All compete with testosterone for the ligand binding site within the androgen receptor.

in the presence of androgen antagonist , it binds to ligand binding site and stops H12 from folding over, keeping the receptor inactive.

Question 56

Why do hormone therapies stop working?

Answer 56

Patient relapses with hormone refractory cancers.

Cancer cells develop mechanisms to overcome hormonal starvation.

Resistance mechanisms quickly selected for, cancers adapt to low levels of hormones.

some advanced tumours synthesis own steroid hormones, leads to autocrine stimulation.

Question 57

Explain ligand binding site mutations

Answer 57

Some receptors for steroids acquire ligand binding site mutations, makes the binding sites less specific for the hormone.

Receptor is said to be promiscuous.

so if you target testosterone for prostate cancer, ligand binding site mutations in receptor may allow it to bind estrogen or cortisol, allowing cells to grow.

Question 58

Explain receptor amplification

how cancer adapts resistance to hormonal therapies

Answer 58

Signal amplification and increased sensitivity to low hormone levels.

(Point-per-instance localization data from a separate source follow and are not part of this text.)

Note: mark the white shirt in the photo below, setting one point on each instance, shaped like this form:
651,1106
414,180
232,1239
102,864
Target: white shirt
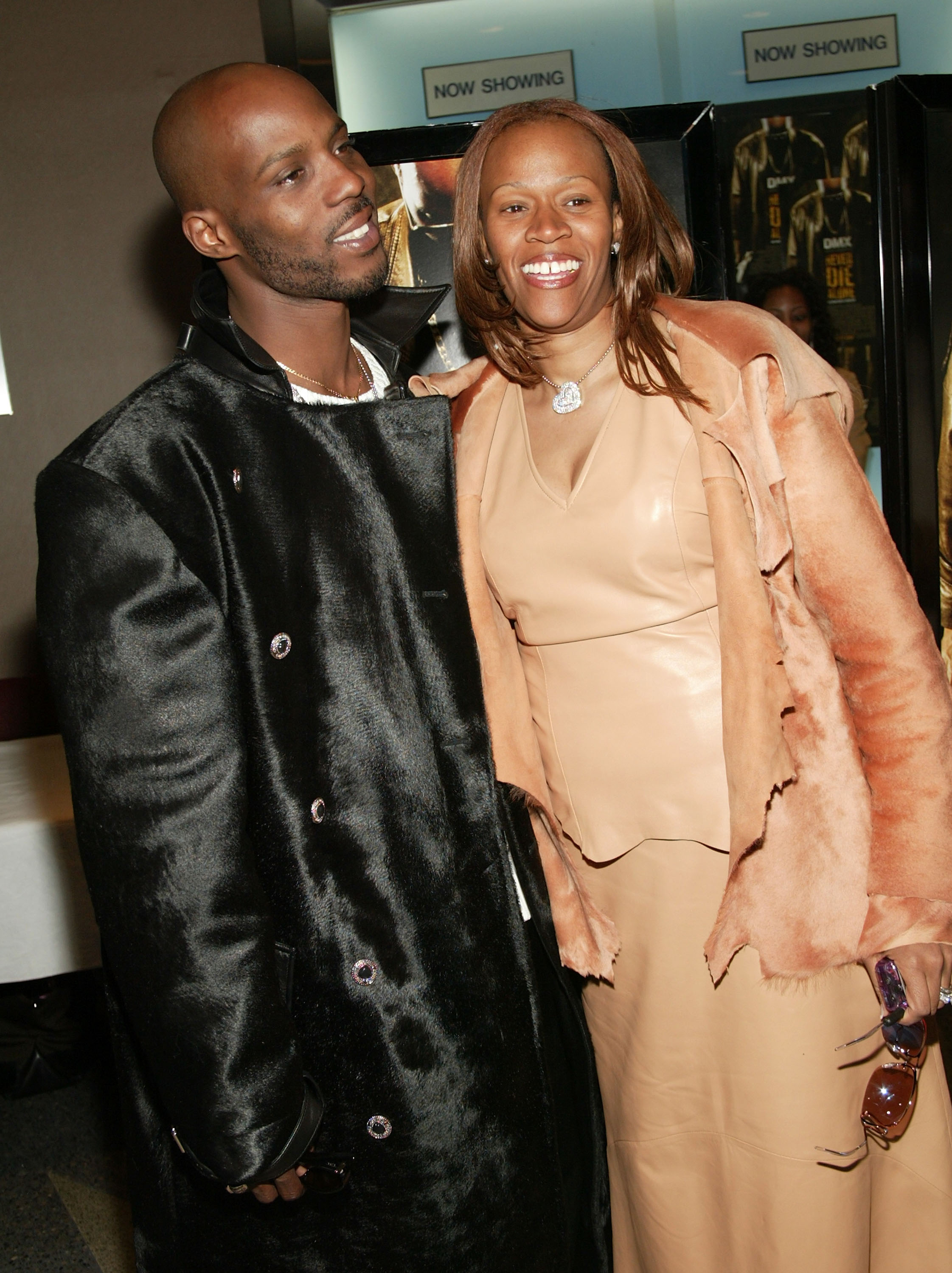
380,384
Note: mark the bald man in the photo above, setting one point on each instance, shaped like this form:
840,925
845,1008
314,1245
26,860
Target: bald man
344,1038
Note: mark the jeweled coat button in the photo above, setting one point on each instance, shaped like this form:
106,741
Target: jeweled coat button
379,1127
365,972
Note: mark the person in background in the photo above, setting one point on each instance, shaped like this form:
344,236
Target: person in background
705,666
795,298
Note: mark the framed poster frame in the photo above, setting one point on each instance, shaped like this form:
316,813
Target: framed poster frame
915,268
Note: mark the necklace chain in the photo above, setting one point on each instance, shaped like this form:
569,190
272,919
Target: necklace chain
587,373
347,398
569,396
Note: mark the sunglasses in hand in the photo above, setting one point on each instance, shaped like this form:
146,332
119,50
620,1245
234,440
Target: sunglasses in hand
890,1094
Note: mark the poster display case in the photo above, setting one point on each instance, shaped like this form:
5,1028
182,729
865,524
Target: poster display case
910,146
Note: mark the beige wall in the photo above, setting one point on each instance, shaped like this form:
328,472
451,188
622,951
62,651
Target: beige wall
93,270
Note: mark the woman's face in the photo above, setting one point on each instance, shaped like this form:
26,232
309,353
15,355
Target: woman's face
791,307
548,217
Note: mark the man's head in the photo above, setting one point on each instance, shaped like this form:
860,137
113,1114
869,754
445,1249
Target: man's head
269,184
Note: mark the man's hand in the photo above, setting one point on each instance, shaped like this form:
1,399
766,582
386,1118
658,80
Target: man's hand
926,968
447,384
288,1187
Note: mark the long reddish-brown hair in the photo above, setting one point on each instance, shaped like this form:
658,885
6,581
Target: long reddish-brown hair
654,256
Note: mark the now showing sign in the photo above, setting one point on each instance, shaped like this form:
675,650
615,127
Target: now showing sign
821,49
470,87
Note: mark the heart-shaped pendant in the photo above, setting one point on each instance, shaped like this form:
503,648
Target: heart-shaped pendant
568,399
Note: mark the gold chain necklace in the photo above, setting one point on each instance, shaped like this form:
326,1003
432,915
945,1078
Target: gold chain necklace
569,396
328,387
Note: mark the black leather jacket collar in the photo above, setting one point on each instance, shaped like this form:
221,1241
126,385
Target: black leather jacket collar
384,322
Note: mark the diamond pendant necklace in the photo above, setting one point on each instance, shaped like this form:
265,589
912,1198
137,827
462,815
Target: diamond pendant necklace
569,396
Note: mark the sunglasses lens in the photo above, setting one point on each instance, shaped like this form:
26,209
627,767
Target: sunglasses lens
889,1099
907,1040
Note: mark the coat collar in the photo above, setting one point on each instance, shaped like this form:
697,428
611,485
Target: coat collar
384,322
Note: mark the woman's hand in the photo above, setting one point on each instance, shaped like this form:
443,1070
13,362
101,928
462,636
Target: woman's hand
447,384
287,1186
926,968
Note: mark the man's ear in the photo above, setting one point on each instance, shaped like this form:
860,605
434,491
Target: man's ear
209,235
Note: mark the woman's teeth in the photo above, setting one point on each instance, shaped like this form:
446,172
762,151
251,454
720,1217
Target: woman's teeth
550,266
354,235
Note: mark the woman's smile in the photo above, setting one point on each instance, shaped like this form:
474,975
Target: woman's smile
551,270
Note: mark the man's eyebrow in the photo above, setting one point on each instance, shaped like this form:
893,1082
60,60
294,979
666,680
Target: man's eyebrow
282,154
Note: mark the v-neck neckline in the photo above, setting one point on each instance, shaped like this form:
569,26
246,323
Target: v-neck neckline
568,501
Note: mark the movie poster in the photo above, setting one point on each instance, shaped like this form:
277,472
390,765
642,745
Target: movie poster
796,172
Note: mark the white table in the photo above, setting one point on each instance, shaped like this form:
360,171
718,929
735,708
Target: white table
46,918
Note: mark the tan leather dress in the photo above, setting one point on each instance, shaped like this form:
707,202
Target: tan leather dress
716,1099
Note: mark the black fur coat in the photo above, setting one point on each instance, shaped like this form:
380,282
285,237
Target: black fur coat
254,618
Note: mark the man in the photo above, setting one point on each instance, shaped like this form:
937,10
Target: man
418,237
253,611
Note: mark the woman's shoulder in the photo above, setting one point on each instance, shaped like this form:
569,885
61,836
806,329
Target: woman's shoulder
741,334
739,331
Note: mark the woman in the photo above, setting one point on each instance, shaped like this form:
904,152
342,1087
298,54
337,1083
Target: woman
795,298
704,665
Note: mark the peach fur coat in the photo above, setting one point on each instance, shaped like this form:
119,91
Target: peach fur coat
837,713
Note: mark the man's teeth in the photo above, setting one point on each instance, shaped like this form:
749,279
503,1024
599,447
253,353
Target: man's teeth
354,235
551,266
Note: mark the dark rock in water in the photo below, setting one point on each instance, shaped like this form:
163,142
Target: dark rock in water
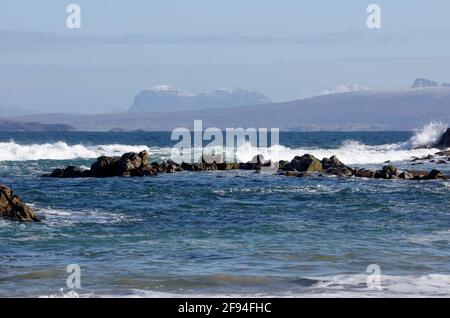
228,166
435,174
282,164
406,175
256,163
332,162
392,171
168,167
340,171
130,164
443,153
12,206
418,175
296,174
307,163
69,172
444,142
381,174
365,173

Steroid receptors themselves or genes expressing them are amplified, causes increased amount of receptor in the cell.

Leads to signal amplification from low hormone level.

Question 59

Explain receptor phosphorylation / activation in absence of ligand

Answer 59

Cross over with other signal pathways e.g growth factors can phosphorylate and activate receptors nappropriately in the absence of ligand– prevalent for breast cancer

In the absence of hormone steroid receptor can bind to DNA and activate target genes.

Question 60

Explain how androgen receptor transcript variants can be activated in the absence of ligands

Answer 60

Generaton of variants of nuclear receptor

some types of prostate cancer the AR can be expressed as a shorter, transcript variant, ARV7.

A truncated version of AR without C terminus in ligand binding domain.

Active without ligand in prostate cancer.

Can bind to DNA and trigger target gene activation without a ligand being present in the cell.

Question 61

Explain receptor cofactor amplification

Answer 61

Cofactors recruited by hormone receptor to DNA to help activate target genes.

Cofactor amplification can amplify the signal from steroid receptors in response to a low level of steroid hormone.

Antagonists become agonists via LBD mutations

Question 62

How can antagonists used for prostate cancer treatment become potent activators of mutant AR?

Answer 62

AR can acquire mutations in its ligand binding domain, allow antagonists to function as an agonist.

Antagonist fits in ligand binding domain and activates receptor.

Antagonists used for prostate cancer treatment can become potent activators of a mutant androgen receptor.

So sometimes patients can benefit with having therapy withdrawn.